Le président algérien Abdelmadjid Tebboune a adressé un message à l’occasion de la remise du Prix du président de la République pour le chercheur innovant, organisée jeudi à Alger dans le cadre de la Journée du Savoir. Selon le texte lu par le Premier ministre Sifi Ghrieb, cette initiative vise à promouvoir l’innovation et à renforcer le lien entre recherche scientifique et développement économique. L’événement s’est tenu au pôle scientifique et technologique de Sidi Abdellah, présenté comme un symbole de cette orientation.
Le discours présidentiel insiste sur la volonté de positionner l’Algérie parmi les pays producteurs de savoir, capable de maîtriser la technologie plutôt que de la dépendre de l’importation. «Ancrer la place de l’Algérie parmi les nations qui produisent le savoir» constitue l’axe central de ce message, qui associe valorisation des compétences nationales et affirmation d’une souveraineté technologique.
Cette orientation s’accompagne d’un ensemble d’objectifs, notamment le soutien au dépôt de brevets, l’encouragement des startups et la création d’un environnement favorable à la transformation des idées en produits commercialisables. Les autorités mettent ainsi en avant la construction d’un écosystème d’innovation, censé permettre l’émergence de solutions locales sous le label «Innové en Algérie».

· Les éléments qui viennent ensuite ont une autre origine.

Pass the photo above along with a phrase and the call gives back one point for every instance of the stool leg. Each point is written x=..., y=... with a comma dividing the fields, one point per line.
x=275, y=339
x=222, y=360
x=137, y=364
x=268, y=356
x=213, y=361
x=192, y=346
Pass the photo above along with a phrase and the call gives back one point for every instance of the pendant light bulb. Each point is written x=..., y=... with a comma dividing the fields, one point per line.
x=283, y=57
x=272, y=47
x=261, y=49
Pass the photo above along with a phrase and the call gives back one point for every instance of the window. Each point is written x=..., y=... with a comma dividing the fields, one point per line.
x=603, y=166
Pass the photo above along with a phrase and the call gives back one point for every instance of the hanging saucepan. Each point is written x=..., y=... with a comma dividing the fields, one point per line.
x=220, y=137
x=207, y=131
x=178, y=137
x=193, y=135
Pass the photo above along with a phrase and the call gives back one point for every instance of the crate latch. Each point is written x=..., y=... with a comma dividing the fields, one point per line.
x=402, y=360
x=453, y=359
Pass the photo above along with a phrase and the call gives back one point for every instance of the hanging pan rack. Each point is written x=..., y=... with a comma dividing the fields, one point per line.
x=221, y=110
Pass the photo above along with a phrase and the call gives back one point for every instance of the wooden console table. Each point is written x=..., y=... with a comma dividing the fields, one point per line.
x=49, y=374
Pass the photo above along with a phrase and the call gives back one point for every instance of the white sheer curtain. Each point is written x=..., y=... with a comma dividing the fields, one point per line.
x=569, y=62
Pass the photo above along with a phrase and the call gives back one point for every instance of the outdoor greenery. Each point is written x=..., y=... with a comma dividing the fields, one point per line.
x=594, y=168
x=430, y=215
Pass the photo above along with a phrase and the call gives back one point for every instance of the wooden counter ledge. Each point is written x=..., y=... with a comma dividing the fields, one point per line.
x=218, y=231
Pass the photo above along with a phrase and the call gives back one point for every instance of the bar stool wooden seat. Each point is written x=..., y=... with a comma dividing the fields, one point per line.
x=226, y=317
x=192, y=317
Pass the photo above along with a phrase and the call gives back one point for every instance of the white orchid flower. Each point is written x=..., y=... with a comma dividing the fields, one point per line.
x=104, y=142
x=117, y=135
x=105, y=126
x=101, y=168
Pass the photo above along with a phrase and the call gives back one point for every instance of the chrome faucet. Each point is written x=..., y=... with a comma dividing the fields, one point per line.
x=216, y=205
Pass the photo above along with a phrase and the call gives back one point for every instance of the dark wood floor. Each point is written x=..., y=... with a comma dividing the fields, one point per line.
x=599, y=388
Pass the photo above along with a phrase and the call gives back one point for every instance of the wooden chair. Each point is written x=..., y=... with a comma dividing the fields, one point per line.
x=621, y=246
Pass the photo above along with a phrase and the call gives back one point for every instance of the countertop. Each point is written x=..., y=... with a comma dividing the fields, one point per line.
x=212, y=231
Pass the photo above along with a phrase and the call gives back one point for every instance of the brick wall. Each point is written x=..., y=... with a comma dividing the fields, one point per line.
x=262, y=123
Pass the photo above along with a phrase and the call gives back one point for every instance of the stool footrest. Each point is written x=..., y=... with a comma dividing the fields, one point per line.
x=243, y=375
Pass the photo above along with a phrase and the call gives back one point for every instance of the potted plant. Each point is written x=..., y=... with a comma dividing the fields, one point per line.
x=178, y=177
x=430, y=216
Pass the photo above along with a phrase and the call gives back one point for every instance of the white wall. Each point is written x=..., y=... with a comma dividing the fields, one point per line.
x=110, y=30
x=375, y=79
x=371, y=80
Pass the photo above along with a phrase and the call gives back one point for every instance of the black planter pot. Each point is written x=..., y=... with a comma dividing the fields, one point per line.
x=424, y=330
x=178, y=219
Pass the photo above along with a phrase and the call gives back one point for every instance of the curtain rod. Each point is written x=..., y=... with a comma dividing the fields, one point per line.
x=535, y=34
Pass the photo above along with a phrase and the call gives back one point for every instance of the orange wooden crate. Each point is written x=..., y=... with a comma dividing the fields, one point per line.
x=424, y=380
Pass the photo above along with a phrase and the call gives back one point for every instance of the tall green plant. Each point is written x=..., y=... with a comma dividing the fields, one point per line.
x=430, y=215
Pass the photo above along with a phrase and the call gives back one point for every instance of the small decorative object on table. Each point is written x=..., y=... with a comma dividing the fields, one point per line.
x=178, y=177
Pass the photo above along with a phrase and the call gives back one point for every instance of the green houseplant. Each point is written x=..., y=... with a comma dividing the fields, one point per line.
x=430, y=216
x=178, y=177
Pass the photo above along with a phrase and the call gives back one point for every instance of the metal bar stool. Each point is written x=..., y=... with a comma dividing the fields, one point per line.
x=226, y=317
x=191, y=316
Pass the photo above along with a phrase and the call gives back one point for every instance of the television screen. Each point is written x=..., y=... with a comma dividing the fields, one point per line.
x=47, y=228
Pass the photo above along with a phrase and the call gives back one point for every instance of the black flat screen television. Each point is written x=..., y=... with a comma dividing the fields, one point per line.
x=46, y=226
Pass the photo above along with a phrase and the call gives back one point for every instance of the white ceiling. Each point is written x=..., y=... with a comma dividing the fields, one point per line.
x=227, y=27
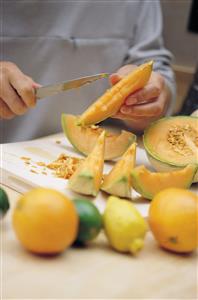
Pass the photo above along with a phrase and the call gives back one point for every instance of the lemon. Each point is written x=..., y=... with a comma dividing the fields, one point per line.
x=125, y=228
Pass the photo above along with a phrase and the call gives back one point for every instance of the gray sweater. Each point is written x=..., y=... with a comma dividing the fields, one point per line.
x=54, y=41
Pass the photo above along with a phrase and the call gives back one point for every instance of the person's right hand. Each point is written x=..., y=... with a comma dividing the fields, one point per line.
x=16, y=91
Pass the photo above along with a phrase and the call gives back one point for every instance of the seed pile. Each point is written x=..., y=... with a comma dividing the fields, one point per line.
x=63, y=167
x=183, y=139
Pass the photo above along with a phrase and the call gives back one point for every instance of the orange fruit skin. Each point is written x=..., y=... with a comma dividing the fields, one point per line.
x=173, y=219
x=45, y=221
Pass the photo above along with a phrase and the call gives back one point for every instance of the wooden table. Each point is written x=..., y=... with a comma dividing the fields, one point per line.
x=94, y=272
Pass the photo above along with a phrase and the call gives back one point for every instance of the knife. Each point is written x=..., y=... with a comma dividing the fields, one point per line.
x=50, y=90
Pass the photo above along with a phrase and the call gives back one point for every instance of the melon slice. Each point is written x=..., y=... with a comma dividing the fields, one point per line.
x=87, y=178
x=172, y=143
x=118, y=181
x=148, y=184
x=109, y=103
x=84, y=138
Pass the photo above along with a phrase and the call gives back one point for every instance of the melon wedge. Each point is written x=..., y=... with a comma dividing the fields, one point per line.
x=148, y=184
x=118, y=181
x=83, y=139
x=87, y=178
x=109, y=103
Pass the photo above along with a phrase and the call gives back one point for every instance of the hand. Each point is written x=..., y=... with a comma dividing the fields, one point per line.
x=16, y=91
x=146, y=104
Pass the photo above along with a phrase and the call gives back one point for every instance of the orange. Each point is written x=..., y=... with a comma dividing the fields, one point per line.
x=173, y=219
x=45, y=221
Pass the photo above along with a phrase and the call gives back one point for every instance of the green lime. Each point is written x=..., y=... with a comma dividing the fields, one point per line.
x=90, y=220
x=4, y=203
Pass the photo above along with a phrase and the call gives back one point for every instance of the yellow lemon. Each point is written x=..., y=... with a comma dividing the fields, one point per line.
x=125, y=228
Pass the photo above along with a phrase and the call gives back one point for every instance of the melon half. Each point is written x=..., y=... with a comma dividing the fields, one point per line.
x=171, y=143
x=83, y=139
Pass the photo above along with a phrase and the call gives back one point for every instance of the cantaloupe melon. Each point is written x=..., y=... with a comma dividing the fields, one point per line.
x=172, y=143
x=83, y=139
x=118, y=181
x=148, y=184
x=88, y=176
x=109, y=103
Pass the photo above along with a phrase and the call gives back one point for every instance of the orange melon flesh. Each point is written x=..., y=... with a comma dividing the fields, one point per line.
x=87, y=178
x=83, y=139
x=148, y=184
x=157, y=144
x=109, y=103
x=118, y=181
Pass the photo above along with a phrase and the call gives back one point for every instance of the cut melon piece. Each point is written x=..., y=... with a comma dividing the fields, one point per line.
x=84, y=138
x=148, y=184
x=118, y=181
x=87, y=178
x=109, y=103
x=172, y=143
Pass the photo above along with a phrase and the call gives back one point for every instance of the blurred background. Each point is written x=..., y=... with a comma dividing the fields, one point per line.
x=182, y=43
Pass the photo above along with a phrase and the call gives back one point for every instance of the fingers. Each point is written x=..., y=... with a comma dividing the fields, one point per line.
x=149, y=93
x=12, y=100
x=24, y=86
x=122, y=72
x=148, y=110
x=16, y=91
x=5, y=112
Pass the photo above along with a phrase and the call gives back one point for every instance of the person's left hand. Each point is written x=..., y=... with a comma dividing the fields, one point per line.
x=146, y=104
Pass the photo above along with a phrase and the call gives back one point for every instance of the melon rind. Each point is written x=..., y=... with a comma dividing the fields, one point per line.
x=162, y=180
x=112, y=150
x=161, y=164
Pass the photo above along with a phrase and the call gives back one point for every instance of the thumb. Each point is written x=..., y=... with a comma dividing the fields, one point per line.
x=114, y=78
x=120, y=73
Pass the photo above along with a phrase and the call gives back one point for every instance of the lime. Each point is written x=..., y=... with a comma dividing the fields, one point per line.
x=4, y=203
x=90, y=220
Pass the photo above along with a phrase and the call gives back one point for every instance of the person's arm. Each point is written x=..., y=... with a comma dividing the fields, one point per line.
x=16, y=91
x=157, y=97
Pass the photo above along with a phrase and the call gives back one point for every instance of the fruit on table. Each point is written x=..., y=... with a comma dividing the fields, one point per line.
x=4, y=203
x=148, y=184
x=84, y=138
x=172, y=143
x=125, y=228
x=88, y=176
x=45, y=221
x=90, y=218
x=109, y=103
x=173, y=219
x=118, y=181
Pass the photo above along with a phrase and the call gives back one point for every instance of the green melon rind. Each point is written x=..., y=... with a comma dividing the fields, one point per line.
x=161, y=164
x=111, y=188
x=131, y=140
x=139, y=186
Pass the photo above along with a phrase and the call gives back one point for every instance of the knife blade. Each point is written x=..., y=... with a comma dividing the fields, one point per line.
x=50, y=90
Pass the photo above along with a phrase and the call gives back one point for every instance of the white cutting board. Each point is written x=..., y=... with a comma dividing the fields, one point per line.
x=17, y=175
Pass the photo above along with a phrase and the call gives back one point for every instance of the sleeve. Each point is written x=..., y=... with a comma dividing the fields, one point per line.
x=147, y=44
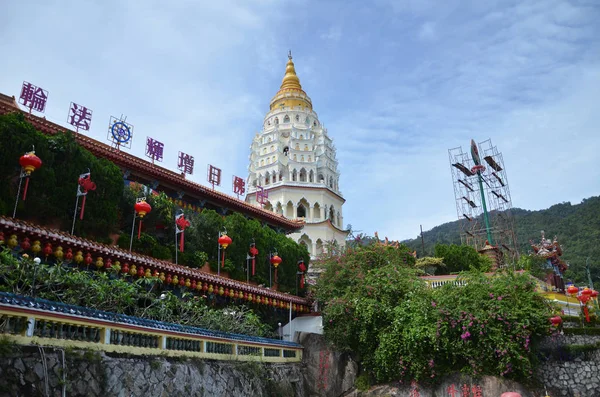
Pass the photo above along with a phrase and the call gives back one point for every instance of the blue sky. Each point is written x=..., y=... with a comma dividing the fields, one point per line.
x=397, y=83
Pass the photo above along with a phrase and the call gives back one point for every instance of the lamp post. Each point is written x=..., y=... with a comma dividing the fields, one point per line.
x=140, y=209
x=224, y=241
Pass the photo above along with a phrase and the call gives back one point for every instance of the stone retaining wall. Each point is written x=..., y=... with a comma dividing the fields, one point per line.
x=32, y=371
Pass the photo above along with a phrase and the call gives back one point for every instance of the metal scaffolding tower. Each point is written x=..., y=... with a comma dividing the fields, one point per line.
x=470, y=203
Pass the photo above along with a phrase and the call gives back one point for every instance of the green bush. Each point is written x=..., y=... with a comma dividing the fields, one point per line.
x=375, y=306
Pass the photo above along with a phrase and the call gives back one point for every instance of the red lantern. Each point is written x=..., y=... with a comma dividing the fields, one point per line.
x=48, y=249
x=224, y=241
x=586, y=291
x=275, y=261
x=29, y=163
x=253, y=254
x=556, y=320
x=25, y=245
x=302, y=269
x=572, y=290
x=141, y=209
x=181, y=224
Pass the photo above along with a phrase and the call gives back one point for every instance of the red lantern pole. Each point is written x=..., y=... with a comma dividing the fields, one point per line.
x=29, y=162
x=141, y=208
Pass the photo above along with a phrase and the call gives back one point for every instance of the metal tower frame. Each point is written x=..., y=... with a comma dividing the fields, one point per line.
x=469, y=206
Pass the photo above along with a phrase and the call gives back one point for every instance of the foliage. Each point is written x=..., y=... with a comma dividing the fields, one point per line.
x=52, y=189
x=577, y=227
x=201, y=237
x=375, y=305
x=458, y=258
x=144, y=297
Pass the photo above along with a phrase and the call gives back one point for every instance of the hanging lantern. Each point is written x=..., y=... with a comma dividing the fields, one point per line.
x=556, y=320
x=58, y=253
x=181, y=224
x=253, y=254
x=29, y=163
x=142, y=208
x=302, y=269
x=275, y=261
x=25, y=244
x=35, y=248
x=572, y=289
x=88, y=259
x=13, y=242
x=48, y=250
x=224, y=242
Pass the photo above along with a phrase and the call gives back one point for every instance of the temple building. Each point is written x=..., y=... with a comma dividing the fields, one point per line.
x=294, y=160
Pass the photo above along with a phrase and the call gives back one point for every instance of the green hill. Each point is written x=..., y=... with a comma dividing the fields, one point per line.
x=577, y=227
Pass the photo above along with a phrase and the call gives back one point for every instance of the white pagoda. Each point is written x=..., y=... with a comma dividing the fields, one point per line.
x=293, y=159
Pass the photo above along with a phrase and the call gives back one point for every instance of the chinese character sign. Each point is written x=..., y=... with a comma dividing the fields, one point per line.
x=262, y=195
x=239, y=186
x=33, y=97
x=214, y=176
x=154, y=149
x=80, y=117
x=186, y=163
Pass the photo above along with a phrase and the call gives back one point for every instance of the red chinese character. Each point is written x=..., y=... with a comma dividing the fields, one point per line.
x=476, y=389
x=186, y=163
x=466, y=391
x=214, y=176
x=33, y=97
x=452, y=390
x=239, y=185
x=262, y=195
x=80, y=116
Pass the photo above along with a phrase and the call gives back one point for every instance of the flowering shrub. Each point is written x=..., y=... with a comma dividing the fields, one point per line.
x=375, y=305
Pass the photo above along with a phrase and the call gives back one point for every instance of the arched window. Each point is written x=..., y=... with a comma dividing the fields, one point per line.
x=301, y=212
x=302, y=175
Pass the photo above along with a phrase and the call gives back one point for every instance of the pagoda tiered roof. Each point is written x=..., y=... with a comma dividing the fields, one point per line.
x=146, y=172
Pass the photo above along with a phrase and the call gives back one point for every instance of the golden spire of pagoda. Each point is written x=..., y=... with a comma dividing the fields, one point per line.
x=290, y=80
x=290, y=93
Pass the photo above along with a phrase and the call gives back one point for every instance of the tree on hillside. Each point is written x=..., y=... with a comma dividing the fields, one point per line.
x=375, y=306
x=458, y=258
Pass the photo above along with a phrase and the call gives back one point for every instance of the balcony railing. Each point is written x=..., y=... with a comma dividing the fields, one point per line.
x=29, y=320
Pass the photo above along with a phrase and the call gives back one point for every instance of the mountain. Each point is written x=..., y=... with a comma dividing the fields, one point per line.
x=577, y=227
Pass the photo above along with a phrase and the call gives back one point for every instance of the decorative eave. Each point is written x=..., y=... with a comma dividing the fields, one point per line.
x=10, y=226
x=154, y=172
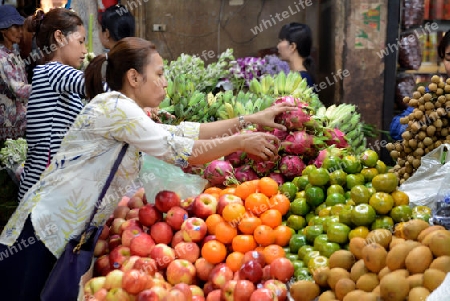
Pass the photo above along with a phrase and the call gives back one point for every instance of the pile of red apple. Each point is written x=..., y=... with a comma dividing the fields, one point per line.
x=152, y=252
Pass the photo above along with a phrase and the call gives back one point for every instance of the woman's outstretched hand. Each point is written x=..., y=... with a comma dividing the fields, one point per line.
x=260, y=144
x=266, y=117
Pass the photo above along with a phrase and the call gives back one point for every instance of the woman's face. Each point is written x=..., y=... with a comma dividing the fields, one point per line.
x=13, y=34
x=446, y=60
x=285, y=50
x=152, y=90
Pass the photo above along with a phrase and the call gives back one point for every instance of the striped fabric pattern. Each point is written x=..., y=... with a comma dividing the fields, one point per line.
x=54, y=103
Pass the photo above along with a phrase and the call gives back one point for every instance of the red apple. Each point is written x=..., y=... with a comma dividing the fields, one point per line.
x=215, y=295
x=101, y=248
x=252, y=271
x=133, y=214
x=279, y=288
x=263, y=294
x=220, y=275
x=185, y=289
x=128, y=235
x=121, y=212
x=114, y=241
x=226, y=199
x=105, y=233
x=129, y=263
x=155, y=293
x=116, y=227
x=161, y=232
x=243, y=290
x=187, y=250
x=142, y=245
x=147, y=265
x=149, y=215
x=134, y=281
x=163, y=255
x=118, y=255
x=194, y=229
x=175, y=217
x=196, y=290
x=113, y=279
x=102, y=266
x=228, y=290
x=205, y=205
x=177, y=238
x=164, y=200
x=204, y=268
x=282, y=269
x=258, y=256
x=180, y=271
x=135, y=202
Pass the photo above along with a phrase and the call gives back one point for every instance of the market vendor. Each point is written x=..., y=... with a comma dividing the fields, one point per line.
x=57, y=207
x=294, y=47
x=14, y=87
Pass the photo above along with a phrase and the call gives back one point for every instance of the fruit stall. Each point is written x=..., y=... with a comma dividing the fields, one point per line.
x=326, y=220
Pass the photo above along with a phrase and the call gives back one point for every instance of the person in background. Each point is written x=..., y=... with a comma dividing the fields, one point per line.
x=294, y=47
x=116, y=23
x=57, y=89
x=59, y=205
x=14, y=87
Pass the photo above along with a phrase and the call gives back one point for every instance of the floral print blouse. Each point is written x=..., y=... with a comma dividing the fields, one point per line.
x=14, y=93
x=60, y=204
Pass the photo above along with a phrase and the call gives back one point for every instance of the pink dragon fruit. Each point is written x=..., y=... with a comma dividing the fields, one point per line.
x=278, y=177
x=245, y=173
x=218, y=171
x=336, y=137
x=291, y=166
x=236, y=158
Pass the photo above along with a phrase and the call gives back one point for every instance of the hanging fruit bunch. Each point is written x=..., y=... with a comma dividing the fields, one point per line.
x=427, y=127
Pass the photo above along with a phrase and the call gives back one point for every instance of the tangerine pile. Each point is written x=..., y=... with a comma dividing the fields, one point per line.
x=254, y=223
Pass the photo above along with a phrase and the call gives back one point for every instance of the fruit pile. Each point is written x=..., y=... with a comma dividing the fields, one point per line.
x=427, y=127
x=408, y=265
x=224, y=243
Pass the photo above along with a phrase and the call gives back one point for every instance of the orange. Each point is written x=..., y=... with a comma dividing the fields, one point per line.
x=234, y=261
x=257, y=203
x=225, y=232
x=212, y=221
x=228, y=190
x=214, y=251
x=243, y=243
x=271, y=218
x=273, y=252
x=268, y=186
x=244, y=189
x=264, y=235
x=249, y=223
x=233, y=212
x=283, y=235
x=280, y=202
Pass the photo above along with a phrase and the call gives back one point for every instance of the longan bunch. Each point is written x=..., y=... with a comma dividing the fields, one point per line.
x=428, y=127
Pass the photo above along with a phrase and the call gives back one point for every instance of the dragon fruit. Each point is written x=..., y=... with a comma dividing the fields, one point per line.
x=218, y=171
x=245, y=173
x=236, y=158
x=278, y=177
x=336, y=137
x=291, y=166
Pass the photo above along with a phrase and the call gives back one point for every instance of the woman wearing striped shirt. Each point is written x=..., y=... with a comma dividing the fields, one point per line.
x=57, y=89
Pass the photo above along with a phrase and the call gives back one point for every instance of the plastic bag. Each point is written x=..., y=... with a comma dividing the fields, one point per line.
x=157, y=175
x=430, y=178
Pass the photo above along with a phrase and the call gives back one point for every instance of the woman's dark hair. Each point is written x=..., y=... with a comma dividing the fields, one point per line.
x=119, y=22
x=444, y=43
x=128, y=53
x=45, y=25
x=301, y=35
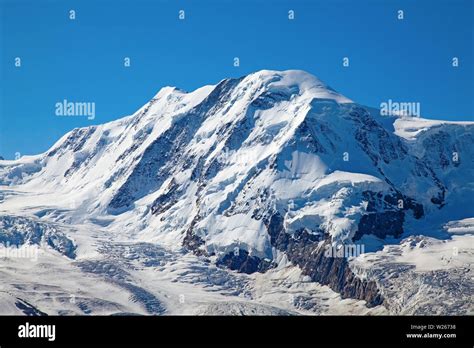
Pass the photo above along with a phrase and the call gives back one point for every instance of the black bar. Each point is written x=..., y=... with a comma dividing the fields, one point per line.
x=290, y=331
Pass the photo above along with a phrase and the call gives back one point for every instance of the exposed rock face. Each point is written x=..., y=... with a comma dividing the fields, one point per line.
x=308, y=252
x=241, y=261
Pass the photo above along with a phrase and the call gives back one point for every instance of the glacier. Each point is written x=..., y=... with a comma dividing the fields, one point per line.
x=224, y=200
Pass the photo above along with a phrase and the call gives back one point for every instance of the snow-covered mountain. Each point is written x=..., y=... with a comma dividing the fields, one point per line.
x=252, y=178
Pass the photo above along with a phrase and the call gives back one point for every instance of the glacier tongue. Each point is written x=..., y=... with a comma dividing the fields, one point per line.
x=246, y=170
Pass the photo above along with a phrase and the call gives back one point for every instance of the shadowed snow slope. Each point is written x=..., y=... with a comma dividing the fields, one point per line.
x=248, y=172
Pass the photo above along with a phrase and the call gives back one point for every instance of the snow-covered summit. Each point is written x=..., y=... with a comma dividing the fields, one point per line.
x=252, y=168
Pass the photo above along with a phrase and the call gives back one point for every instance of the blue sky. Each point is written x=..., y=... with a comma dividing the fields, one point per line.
x=82, y=59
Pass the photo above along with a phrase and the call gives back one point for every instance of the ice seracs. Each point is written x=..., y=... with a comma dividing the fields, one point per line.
x=249, y=169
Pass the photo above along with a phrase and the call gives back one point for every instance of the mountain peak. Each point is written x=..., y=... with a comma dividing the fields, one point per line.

Toutefois, ce volontarisme affiché s’inscrit dans un contexte où la valorisation économique de la recherche demeure limitée. Malgré la multiplication des initiatives institutionnelles et des distinctions, le passage de la recherche académique vers l’industrie reste peu structuré. Le déficit d’articulation entre universités, centres de recherche et tissu productif continue de freiner la concrétisation des ambitions affichées.
Ce décalage alimente les interrogations sur la portée réelle de ce type de dispositif. La reconnaissance symbolique des chercheurs, bien que significative sur le plan institutionnel, ne suffit pas à lever les obstacles liés au financement, à la gouvernance de l’innovation ou à l’attractivité des carrières scientifiques. L’absence de résultats tangibles à grande échelle nourrit ainsi une perception d’écart entre discours stratégique et transformation effective.
Dans ce cadre, la remise de ce prix apparaît autant comme un signal politique que comme un instrument de mobilisation. Elle traduit une volonté de valoriser les compétences nationales, tout en révélant les défis persistants auxquels fait face l’Algérie pour inscrire durablement la recherche scientifique dans une dynamique économique productive et compétitive.